Taxman axes MSC audit scheme

Calls for HM Revenue & Customs to adopt an audit standard to help industry identify what constitutes a managed service company (MSC) have been officially rejected.



They were made on behalf of third parties to service providers, like recruiters, fearful that engaging the provider may land them a tax bill under the MSC transfer of debt rules.



Under the rules, which take effect from Jan 6, any party who "encourages or is actually involved" with a contractor working via a MSC could, in some instances, be liable for unpaid employment debts.



Last month, HMRC admitted that auditing providers to see if they met a standard outside of the criteria to be a MSC could clarify if parties who engage it will escape tax demands.



But yesterday tax officials told Contractor UK that, as currently framed, the standard is unworkable in the immediate term and may, in the future, be "abandoned entirely."



A spokesman for HMRC also said: "[Our] lawyers have expressed doubts that the MSC Audit Standard, in the form it was being developed, was within HMRC's legal powers to implement."



Adrian Marlowe, managing director of Lawspeed, which met with HMRC to consult on the standard, said the proposed structure was intrinsically flawed.



"There were serious questions about the legality of any scheme for a number of different reasons, some technical and some practical," he said.



"With regard to agencies in reality the only advantage of an audit scheme would be to guarantee that they are not liable for MSC contractor tax if they refer or recommend to an audited provider.



"Since HMRC could not agree to that for legal reasons, the idea of an audit scheme was always going to be of doubtful benefit."



Accountancy firm JSA initially endorsed the standard, but warned that it might have served to 'severely limit' the choices contractors have in the marketplace.



Barry Roback, chief executive, estimated a cost of £100,000 for HMRC to audit a single provider's business model, suggesting "only the largest providers" would have afforded accreditation.

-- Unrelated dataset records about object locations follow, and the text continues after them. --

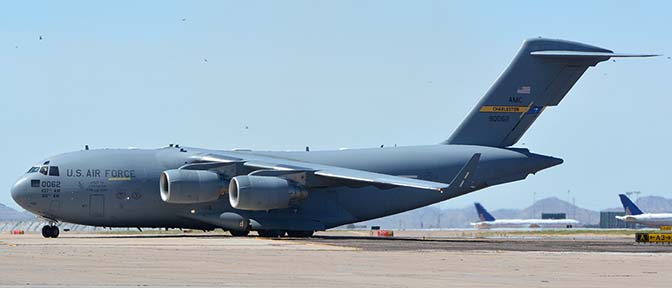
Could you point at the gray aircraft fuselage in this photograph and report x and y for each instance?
(120, 187)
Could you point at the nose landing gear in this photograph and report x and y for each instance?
(50, 231)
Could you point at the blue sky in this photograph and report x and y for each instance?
(330, 75)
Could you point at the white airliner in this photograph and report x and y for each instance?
(488, 221)
(634, 215)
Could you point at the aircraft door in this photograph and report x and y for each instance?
(97, 205)
(54, 206)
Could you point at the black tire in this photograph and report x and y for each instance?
(300, 234)
(55, 232)
(271, 233)
(239, 233)
(46, 231)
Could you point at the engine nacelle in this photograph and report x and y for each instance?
(261, 193)
(191, 186)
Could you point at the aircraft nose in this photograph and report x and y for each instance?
(541, 162)
(20, 191)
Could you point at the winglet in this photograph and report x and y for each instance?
(462, 178)
(585, 54)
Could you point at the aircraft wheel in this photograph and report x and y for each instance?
(55, 231)
(300, 234)
(239, 233)
(46, 231)
(271, 233)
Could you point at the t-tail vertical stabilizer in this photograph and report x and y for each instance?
(630, 208)
(539, 76)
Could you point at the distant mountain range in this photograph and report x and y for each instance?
(434, 217)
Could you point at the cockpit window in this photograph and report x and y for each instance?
(53, 171)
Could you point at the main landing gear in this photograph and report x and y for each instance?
(50, 231)
(239, 233)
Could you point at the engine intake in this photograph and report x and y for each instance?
(259, 193)
(191, 186)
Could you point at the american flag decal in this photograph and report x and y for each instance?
(524, 90)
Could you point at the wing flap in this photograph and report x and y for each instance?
(319, 175)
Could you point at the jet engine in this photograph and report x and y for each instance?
(191, 186)
(261, 193)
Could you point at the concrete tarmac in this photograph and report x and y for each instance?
(333, 259)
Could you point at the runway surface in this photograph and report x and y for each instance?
(333, 259)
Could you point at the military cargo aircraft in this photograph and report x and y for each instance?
(297, 193)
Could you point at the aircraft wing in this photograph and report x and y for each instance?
(319, 175)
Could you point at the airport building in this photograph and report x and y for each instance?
(553, 216)
(608, 220)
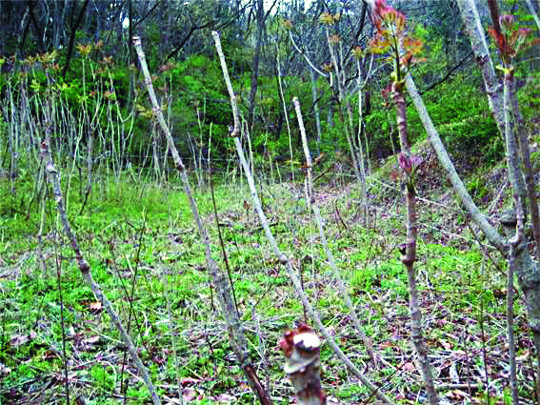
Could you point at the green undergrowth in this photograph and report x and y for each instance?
(141, 241)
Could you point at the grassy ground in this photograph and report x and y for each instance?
(145, 253)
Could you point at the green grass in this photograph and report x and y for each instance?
(134, 238)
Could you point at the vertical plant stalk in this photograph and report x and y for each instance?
(174, 336)
(283, 259)
(285, 113)
(475, 31)
(528, 271)
(302, 350)
(444, 159)
(515, 176)
(528, 170)
(225, 297)
(318, 219)
(85, 270)
(62, 322)
(409, 256)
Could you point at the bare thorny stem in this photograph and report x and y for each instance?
(225, 297)
(84, 267)
(409, 256)
(283, 259)
(318, 219)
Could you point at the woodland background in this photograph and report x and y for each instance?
(76, 113)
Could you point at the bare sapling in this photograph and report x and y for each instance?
(283, 259)
(527, 270)
(473, 27)
(85, 269)
(510, 40)
(392, 38)
(237, 338)
(330, 256)
(302, 350)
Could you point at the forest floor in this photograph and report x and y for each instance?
(145, 253)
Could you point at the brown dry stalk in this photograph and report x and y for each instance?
(330, 256)
(84, 267)
(409, 256)
(234, 326)
(283, 259)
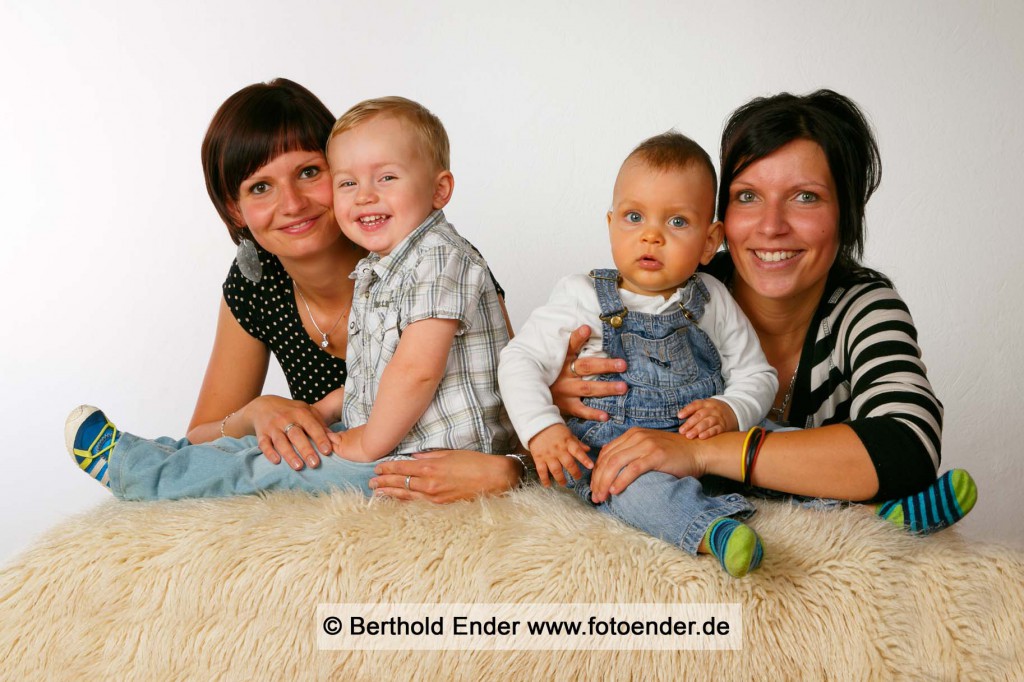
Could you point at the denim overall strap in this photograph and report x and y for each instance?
(613, 311)
(692, 298)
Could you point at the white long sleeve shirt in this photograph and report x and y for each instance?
(532, 359)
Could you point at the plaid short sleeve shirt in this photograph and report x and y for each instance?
(433, 272)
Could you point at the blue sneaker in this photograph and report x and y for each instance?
(90, 437)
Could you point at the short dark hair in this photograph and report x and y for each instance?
(838, 126)
(674, 151)
(254, 125)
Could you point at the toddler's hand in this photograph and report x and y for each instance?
(329, 407)
(704, 419)
(556, 449)
(348, 444)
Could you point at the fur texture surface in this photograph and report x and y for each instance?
(227, 589)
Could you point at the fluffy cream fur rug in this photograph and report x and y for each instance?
(227, 589)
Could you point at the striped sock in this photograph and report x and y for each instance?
(735, 546)
(940, 505)
(90, 437)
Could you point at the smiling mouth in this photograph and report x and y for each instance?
(373, 220)
(300, 225)
(774, 256)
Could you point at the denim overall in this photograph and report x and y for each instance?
(670, 363)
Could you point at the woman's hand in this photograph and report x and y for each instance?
(639, 451)
(568, 387)
(284, 429)
(446, 475)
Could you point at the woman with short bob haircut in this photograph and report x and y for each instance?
(289, 294)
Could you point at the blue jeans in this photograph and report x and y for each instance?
(168, 469)
(671, 361)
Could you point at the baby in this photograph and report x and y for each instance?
(685, 342)
(425, 333)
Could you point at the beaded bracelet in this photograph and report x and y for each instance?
(757, 452)
(752, 445)
(742, 455)
(223, 423)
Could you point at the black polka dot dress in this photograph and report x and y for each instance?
(266, 309)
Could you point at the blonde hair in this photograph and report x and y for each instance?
(427, 126)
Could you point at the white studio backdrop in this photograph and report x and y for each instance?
(112, 256)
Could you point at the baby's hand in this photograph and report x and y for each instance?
(556, 449)
(329, 407)
(704, 419)
(348, 444)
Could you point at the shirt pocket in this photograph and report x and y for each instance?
(665, 363)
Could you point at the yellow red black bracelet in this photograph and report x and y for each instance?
(752, 444)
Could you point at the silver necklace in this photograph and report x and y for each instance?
(326, 342)
(776, 414)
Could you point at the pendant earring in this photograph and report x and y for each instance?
(248, 259)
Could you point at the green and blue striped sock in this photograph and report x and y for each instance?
(735, 546)
(940, 505)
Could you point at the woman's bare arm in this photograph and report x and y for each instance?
(825, 462)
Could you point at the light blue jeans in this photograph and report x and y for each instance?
(168, 469)
(671, 361)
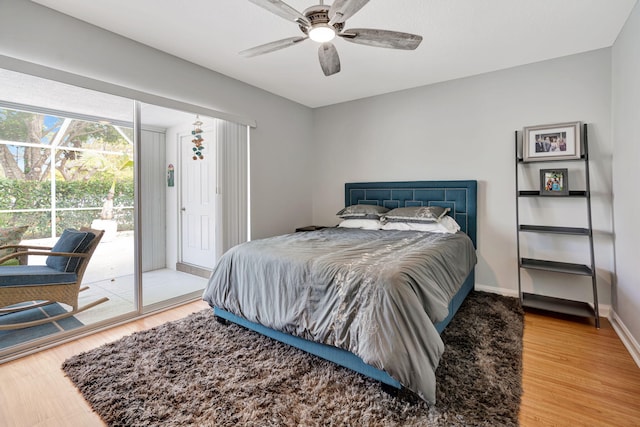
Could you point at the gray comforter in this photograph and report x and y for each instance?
(376, 294)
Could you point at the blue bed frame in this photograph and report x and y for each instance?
(459, 196)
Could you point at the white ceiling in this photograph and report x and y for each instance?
(460, 38)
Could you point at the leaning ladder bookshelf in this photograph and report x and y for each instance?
(544, 302)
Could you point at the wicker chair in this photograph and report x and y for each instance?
(57, 281)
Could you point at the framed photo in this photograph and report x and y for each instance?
(551, 142)
(554, 182)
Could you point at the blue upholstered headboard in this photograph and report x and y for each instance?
(460, 196)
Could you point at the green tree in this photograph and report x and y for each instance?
(32, 163)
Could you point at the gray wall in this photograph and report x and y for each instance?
(464, 129)
(72, 46)
(626, 176)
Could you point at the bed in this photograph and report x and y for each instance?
(374, 301)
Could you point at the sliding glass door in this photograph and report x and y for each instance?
(168, 187)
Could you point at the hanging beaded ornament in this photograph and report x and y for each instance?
(197, 139)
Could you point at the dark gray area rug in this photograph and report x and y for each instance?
(196, 371)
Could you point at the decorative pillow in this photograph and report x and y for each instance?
(362, 212)
(365, 224)
(11, 236)
(416, 214)
(445, 225)
(72, 241)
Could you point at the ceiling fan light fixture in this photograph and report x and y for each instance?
(322, 33)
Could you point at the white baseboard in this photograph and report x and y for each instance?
(625, 336)
(496, 290)
(604, 310)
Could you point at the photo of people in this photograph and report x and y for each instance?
(554, 182)
(561, 141)
(551, 142)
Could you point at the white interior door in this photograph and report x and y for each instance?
(197, 210)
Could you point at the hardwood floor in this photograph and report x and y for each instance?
(574, 375)
(577, 375)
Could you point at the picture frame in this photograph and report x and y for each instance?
(561, 141)
(554, 182)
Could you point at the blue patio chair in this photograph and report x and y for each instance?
(57, 281)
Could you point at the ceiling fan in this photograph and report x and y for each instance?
(321, 23)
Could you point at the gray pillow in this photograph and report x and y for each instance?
(362, 212)
(416, 214)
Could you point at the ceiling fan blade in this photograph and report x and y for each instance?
(283, 10)
(341, 10)
(382, 38)
(270, 47)
(329, 59)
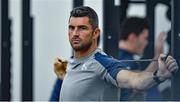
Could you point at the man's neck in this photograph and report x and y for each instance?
(126, 46)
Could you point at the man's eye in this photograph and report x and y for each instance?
(83, 28)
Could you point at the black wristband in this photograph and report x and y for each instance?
(156, 78)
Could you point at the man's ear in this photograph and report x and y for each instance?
(96, 33)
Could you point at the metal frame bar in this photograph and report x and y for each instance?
(5, 52)
(27, 52)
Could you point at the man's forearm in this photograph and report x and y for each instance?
(135, 80)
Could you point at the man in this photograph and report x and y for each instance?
(133, 40)
(91, 75)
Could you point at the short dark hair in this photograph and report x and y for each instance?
(85, 11)
(133, 25)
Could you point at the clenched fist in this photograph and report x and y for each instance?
(166, 67)
(60, 66)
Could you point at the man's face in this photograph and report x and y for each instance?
(80, 33)
(141, 42)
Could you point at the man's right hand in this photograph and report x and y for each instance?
(60, 66)
(166, 67)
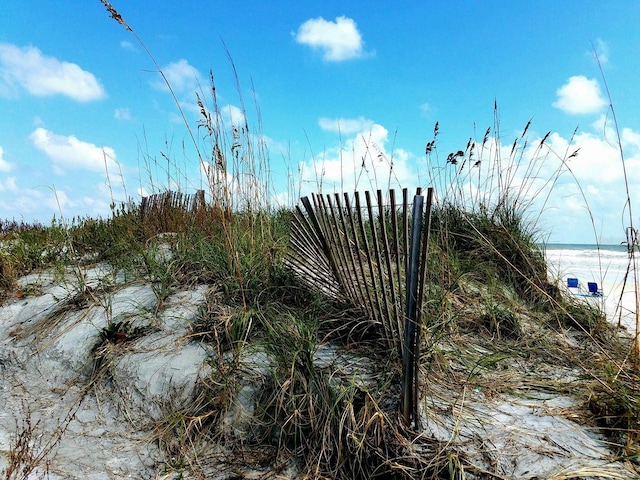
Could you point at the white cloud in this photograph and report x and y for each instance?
(363, 162)
(232, 115)
(122, 114)
(69, 152)
(580, 95)
(345, 126)
(338, 41)
(8, 185)
(182, 76)
(43, 76)
(4, 165)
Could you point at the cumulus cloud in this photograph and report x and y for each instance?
(4, 165)
(580, 95)
(232, 116)
(40, 75)
(346, 126)
(338, 41)
(67, 152)
(181, 75)
(362, 162)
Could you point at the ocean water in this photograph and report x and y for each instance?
(608, 266)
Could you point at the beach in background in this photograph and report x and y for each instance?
(607, 265)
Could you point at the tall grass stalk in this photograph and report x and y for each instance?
(631, 232)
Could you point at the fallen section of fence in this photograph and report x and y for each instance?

Speaking before HMRC abandoned the standard, he agreed with a legal expert who questioned the real-world effectiveness of such a standard .



"Unless the government can unequivocally guarantee that dealing with an 'audited' provider will protect an agency from debt transfer," Mr Roback said, "its value is questionable."



Yet with no audit standard, he believes agencies (and other third parties) just play "a guessing game" by resorting to legal notes to assess whether the MSC operates lawfully.



But the legislation's accompanying guidance , which has no place in law, is worthy of close consideration, Lawspeed is advising service providers' third parties.



"In fact HMRC has issued some helpful guidance that agencies can rely upon," Mr Marlowe argued.



"Where a contractor's company already exists at registration with an agency, the agency is unlikely to be liable if the company turns out to be an MSC. Also an agency cannot be liable if it recommends a candidate to an umbrella company that pays only by way of employment income."



In all other circumstances, agencies seeking to avoid MSC tax demands were advised not to make referrals or recommendations of providers, and seek professional advice if in doubt.



Next month's enactment of the debt transfer rules is already creating a lot of doubting agencies, according to Roger Sinclair, legal consultant at Egos Ltd.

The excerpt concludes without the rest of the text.